= Don't Mention the World Cup =

Song

"Don't Mention the World Cup", also titled "Don't Mention the War", is a 2006 song written by Dean Whitbread and Ashley Slater and performed by The First Eleven with John Cleese. Released to coincide with the 2006 FIFA World Cup, it was intended to dissuade supporters of the England national football team from referring to the Second World War while in Germany for the tournament.

== History ==
The song references Cleese's Fawlty Towers character Basil Fawlty's line in "The Germans" episode: "Don't mention the war. I did but I think I got away with it". Cleese released this song as a way to try and change English feelings towards Germans and to move people away from associating Germans with the Second World War. Cleese recorded his lines for the song as Basil Fawlty. German authorities supported the song as a way to dissuade supporters of the England and Australia national football teams from displaying Nazi symbols or gestures during the World Cup. The song was also intended to get England fans to refrain from using rude words towards Germans.

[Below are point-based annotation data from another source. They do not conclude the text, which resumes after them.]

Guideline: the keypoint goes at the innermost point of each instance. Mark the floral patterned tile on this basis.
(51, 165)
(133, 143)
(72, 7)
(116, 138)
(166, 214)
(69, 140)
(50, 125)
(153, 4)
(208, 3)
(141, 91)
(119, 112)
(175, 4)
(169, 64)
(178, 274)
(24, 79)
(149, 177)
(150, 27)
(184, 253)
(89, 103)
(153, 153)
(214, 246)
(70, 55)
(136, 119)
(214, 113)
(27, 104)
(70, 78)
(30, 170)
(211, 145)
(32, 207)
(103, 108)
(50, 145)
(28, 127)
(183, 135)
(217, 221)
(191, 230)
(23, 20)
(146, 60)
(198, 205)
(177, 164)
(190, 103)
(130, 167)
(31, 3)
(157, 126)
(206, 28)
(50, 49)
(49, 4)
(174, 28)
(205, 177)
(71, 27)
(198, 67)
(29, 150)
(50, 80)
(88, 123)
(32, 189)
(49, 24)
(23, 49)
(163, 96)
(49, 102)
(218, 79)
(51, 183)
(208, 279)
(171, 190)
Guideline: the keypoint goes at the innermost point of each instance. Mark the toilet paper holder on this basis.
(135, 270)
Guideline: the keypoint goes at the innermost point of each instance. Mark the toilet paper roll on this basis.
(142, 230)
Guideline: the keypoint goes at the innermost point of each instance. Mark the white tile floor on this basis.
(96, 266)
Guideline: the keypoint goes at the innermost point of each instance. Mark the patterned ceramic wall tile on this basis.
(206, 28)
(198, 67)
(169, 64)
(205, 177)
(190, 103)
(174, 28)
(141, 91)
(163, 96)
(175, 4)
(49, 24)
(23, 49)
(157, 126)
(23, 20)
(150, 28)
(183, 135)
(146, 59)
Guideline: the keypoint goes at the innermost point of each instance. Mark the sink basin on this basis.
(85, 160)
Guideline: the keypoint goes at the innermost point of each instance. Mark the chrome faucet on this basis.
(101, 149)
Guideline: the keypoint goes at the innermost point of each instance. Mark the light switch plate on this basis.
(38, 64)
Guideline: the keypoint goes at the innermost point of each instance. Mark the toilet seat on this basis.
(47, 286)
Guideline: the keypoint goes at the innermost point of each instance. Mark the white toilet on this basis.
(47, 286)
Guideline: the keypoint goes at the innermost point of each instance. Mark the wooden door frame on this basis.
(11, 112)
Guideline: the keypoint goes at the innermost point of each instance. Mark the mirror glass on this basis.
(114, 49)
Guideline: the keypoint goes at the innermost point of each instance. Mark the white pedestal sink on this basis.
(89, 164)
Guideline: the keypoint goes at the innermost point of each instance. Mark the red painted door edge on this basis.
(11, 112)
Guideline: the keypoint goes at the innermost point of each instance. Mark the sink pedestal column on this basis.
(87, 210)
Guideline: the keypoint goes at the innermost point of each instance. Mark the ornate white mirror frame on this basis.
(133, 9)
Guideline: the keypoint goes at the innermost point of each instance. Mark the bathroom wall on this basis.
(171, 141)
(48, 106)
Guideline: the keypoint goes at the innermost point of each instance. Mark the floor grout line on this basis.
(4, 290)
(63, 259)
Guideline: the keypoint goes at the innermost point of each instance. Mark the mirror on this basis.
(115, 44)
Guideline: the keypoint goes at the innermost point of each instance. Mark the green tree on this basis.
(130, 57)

The song also made an allusion to comedian Stan Boardman's German jokes with the line, "They bombed our chip shops". Boardman, who also wrote a World Cup song, "Stan's World Cup Song", stated that he felt Cleese's use of his joke was "very cheeky" and didn't believe that Cleese had a chip shop in his hometown of Weston-Super-Mare.

== Reception ==
"Don't Mention the World Cup" was released on 12 June 2006; however, it failed to chart in the UK Singles Charts. The song was also criticised in 3:AM Magazine, which gave it two stars and stated that "Cleese's flat delivery is Fawlty". Nonetheless, despite lack of UK chart success, press and television coverage was generally favourable. The song was featured on ITV News in a segment on football violence.